The outputs of CONTIGuator are various files and they are divided by folders
According to the number of input reference replicons, there will be the same number of directories whose name starts by “Map_”, followed by the ID of the reference replicon. Inside each directory there will be a series of files that can be used as input for ACT
If Biopython version is above 1.58: * A pdf file containing the "manual" version of the map viewable with ACT (publication quality)
If options -M was selected: AlignDetails.tab: tab-delimited file containing details about the mapped hits AlignedContigsHits.fsa: mapped hits fasta file (on contigs) AlignedReferenceHits.fsa: mapped hits fasta file (on reference) UnAlignedContigsHits.fsa: unmapped regions fasta file (on contigs) * UnAlignedReferenceHits.fsa: unmapped regions fasta file (on reference)
If the primer picking option was selected (-P) the folder will contain other files * PCRPrimers.tsv: table containing details about the PCR primers generated
This folder contains those contigs that CONTIGuator was unable to map in fasta format, divided in categories
In addition to these files, a log file (called “CONTIGuator.log”) is present in the source directory: the amount of log output can be modulated using the options -V and -D.

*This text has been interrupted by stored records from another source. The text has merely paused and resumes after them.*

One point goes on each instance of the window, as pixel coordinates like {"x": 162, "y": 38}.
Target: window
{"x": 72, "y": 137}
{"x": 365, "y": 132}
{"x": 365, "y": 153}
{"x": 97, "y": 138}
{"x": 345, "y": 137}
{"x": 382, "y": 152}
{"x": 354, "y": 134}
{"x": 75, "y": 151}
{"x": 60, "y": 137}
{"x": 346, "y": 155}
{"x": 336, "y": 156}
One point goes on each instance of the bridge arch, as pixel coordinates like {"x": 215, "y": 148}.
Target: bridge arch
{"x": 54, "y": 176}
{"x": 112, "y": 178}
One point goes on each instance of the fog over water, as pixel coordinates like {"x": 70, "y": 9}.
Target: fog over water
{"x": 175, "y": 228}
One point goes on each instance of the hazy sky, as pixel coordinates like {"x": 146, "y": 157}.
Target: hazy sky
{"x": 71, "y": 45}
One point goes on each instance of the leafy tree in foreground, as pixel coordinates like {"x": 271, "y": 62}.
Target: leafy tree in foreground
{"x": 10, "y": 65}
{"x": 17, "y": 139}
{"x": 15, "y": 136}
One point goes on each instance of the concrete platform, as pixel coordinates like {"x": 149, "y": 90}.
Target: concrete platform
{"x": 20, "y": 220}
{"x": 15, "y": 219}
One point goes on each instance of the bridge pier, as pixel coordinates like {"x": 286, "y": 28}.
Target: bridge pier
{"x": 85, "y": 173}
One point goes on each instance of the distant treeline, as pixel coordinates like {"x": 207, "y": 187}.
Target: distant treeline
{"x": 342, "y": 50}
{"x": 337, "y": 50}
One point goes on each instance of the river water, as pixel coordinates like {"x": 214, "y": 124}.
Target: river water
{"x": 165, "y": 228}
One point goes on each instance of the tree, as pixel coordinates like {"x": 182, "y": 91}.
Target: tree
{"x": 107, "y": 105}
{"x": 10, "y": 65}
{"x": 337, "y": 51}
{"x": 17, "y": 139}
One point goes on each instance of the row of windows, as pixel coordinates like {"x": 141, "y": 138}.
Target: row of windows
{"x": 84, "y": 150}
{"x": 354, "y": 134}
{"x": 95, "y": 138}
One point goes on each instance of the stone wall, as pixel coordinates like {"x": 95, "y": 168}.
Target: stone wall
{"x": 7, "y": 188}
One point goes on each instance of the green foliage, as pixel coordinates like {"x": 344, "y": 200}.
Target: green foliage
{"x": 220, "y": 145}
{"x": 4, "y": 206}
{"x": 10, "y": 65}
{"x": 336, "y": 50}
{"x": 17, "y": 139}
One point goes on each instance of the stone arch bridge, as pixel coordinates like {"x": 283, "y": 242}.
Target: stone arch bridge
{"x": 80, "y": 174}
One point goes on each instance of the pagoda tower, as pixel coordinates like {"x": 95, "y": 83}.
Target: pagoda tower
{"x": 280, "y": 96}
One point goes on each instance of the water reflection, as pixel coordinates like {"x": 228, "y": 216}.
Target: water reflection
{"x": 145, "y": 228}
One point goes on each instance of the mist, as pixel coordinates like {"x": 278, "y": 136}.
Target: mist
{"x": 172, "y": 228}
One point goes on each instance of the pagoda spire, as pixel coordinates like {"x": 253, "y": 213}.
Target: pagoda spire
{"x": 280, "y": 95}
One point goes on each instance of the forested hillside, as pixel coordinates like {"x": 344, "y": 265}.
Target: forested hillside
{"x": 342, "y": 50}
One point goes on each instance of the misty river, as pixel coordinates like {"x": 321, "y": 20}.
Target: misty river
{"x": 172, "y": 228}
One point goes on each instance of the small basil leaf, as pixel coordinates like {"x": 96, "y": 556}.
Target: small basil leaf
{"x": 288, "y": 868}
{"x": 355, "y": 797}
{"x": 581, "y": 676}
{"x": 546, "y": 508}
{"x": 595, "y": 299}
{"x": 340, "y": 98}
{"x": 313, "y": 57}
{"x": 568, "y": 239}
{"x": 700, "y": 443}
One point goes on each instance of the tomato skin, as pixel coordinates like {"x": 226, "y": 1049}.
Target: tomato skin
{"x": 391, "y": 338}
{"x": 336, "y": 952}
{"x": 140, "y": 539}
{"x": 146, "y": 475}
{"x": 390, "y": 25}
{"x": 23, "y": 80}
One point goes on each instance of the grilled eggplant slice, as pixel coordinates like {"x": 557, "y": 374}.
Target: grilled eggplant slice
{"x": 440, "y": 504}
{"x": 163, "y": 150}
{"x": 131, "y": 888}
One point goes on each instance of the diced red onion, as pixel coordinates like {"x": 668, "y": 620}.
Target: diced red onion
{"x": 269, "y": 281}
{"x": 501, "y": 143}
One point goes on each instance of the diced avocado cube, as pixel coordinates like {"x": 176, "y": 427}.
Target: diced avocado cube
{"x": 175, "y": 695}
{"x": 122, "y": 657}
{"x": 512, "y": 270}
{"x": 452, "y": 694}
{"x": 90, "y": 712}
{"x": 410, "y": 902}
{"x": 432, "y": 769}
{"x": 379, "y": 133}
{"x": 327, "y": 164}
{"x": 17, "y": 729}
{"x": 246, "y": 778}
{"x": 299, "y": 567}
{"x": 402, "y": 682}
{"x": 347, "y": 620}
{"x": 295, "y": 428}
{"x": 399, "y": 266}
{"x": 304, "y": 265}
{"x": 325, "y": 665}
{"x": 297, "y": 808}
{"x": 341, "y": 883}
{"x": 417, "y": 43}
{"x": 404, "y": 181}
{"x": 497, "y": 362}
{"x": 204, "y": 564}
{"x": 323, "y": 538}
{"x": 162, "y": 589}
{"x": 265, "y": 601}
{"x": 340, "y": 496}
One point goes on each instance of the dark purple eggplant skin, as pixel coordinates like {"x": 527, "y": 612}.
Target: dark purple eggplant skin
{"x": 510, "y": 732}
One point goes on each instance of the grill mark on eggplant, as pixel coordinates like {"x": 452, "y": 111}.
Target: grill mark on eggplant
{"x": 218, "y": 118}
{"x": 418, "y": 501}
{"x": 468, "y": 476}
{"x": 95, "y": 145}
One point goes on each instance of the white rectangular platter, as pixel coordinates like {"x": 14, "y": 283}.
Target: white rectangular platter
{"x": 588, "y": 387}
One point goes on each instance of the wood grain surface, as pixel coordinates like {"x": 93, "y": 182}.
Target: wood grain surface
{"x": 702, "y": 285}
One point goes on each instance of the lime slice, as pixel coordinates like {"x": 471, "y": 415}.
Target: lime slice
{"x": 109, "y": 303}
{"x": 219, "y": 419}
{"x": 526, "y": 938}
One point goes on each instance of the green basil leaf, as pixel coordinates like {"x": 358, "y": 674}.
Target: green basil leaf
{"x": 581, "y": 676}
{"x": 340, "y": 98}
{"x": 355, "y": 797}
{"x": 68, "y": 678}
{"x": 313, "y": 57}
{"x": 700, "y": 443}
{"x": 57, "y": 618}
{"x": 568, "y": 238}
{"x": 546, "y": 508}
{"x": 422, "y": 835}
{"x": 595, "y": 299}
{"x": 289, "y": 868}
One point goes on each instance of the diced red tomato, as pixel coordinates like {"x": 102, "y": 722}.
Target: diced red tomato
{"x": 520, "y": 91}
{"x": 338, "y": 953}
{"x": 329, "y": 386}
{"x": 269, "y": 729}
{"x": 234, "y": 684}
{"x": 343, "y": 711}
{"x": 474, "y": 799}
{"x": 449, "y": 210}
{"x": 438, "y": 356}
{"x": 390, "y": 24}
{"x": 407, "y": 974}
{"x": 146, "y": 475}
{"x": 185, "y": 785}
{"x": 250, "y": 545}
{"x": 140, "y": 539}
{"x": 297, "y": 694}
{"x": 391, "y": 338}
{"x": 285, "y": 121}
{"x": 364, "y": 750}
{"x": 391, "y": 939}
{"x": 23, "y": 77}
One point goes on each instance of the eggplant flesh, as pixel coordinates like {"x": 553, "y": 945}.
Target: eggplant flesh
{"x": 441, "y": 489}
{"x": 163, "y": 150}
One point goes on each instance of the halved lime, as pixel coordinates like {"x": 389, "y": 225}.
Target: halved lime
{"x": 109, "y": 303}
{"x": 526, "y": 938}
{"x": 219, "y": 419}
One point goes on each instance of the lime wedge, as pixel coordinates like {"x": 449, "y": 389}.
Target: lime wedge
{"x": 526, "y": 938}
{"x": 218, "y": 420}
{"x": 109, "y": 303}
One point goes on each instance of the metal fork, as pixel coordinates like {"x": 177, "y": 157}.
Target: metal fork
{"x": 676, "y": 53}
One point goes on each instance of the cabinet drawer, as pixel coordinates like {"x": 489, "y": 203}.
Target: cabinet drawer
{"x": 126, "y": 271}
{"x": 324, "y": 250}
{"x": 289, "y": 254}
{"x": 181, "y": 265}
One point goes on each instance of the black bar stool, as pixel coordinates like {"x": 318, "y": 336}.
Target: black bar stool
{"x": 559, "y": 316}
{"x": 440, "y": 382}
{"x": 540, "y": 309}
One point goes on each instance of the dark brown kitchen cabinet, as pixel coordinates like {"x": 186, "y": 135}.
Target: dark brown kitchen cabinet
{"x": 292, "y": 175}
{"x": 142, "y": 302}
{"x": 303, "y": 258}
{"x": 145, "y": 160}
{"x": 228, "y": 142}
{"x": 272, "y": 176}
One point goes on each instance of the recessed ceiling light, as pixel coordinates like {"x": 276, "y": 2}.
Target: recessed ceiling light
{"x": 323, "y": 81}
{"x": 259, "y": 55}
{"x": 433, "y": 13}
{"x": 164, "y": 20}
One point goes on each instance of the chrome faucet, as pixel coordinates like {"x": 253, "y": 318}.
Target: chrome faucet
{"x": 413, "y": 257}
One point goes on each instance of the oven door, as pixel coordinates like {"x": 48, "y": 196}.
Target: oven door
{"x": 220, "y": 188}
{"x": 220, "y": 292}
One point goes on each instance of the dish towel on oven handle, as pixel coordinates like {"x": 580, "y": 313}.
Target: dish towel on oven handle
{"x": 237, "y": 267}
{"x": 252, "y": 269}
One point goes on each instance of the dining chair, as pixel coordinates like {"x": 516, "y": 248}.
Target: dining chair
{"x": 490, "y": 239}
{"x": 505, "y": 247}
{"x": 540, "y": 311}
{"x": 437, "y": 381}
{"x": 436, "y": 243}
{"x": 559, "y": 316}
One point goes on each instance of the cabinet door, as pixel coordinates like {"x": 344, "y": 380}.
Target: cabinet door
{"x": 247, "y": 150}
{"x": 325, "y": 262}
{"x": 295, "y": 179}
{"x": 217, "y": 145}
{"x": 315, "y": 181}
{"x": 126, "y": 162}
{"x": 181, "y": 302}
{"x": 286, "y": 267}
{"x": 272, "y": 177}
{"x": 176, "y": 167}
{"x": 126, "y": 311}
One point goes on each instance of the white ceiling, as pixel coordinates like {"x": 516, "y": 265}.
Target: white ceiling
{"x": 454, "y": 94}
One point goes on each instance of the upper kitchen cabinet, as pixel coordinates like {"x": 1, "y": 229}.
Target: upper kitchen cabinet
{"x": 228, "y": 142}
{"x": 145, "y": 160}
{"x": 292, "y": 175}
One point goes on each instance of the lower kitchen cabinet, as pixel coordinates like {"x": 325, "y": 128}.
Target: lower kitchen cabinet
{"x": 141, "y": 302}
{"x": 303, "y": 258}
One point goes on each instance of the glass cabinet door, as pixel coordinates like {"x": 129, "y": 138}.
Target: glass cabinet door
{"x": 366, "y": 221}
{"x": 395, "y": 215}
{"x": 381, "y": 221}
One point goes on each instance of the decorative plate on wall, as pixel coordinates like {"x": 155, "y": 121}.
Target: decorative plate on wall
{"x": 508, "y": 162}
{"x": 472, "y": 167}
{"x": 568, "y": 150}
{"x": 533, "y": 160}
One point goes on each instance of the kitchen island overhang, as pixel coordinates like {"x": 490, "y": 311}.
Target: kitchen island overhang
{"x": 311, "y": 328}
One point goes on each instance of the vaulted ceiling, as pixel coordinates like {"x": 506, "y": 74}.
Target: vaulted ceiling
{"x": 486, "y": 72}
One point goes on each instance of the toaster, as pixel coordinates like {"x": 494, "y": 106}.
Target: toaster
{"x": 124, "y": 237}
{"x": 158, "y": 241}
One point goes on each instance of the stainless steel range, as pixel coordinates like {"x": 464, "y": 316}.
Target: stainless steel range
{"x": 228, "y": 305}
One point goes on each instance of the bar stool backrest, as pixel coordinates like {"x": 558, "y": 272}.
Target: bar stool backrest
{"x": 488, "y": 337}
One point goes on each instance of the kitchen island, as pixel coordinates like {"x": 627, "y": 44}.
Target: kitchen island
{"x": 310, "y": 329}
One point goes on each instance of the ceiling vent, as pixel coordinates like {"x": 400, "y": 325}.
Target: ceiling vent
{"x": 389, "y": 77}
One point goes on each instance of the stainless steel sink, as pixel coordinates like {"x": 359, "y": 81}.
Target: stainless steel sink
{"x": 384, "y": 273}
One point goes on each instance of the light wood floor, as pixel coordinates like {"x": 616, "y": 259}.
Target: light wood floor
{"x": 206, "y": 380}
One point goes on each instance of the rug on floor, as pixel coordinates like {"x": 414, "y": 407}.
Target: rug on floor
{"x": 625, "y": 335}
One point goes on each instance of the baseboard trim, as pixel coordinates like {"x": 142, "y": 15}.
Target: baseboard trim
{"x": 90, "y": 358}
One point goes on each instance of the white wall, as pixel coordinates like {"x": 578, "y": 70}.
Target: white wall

The outputs of CONTIGuator can be loaded into the Artemis comparison tool (ACT).
One way to open the maps is to use the shell script that CONTIGuator may have generated in each “Map_” directory: just launch each script (i.e. by double-clicking); if you are a lazy user (like me) just add the -l option and CONTIGuator should show each map automatically. Otherwise you can open the maps manually by starting ACT.
The reference molecule is on top, while the pseudo-contig is on bottom. The contigs coloured in light-red or in red are those that are supposed to overlap each other. On the reference track, the red blocks represent the regions of the reference with a significant hit with a region of a contig, while the green blocks represent those regions having a tblastn hit.
Another way to visualize the maps is to open the pdf map that is present in each "Map_" folder: these maps can be opened and edited in vector graphics programs like Adobe Illustrator or inkscape for publication purposes. The only requirement is that the user has a version of biopython equal or greater than 1.59.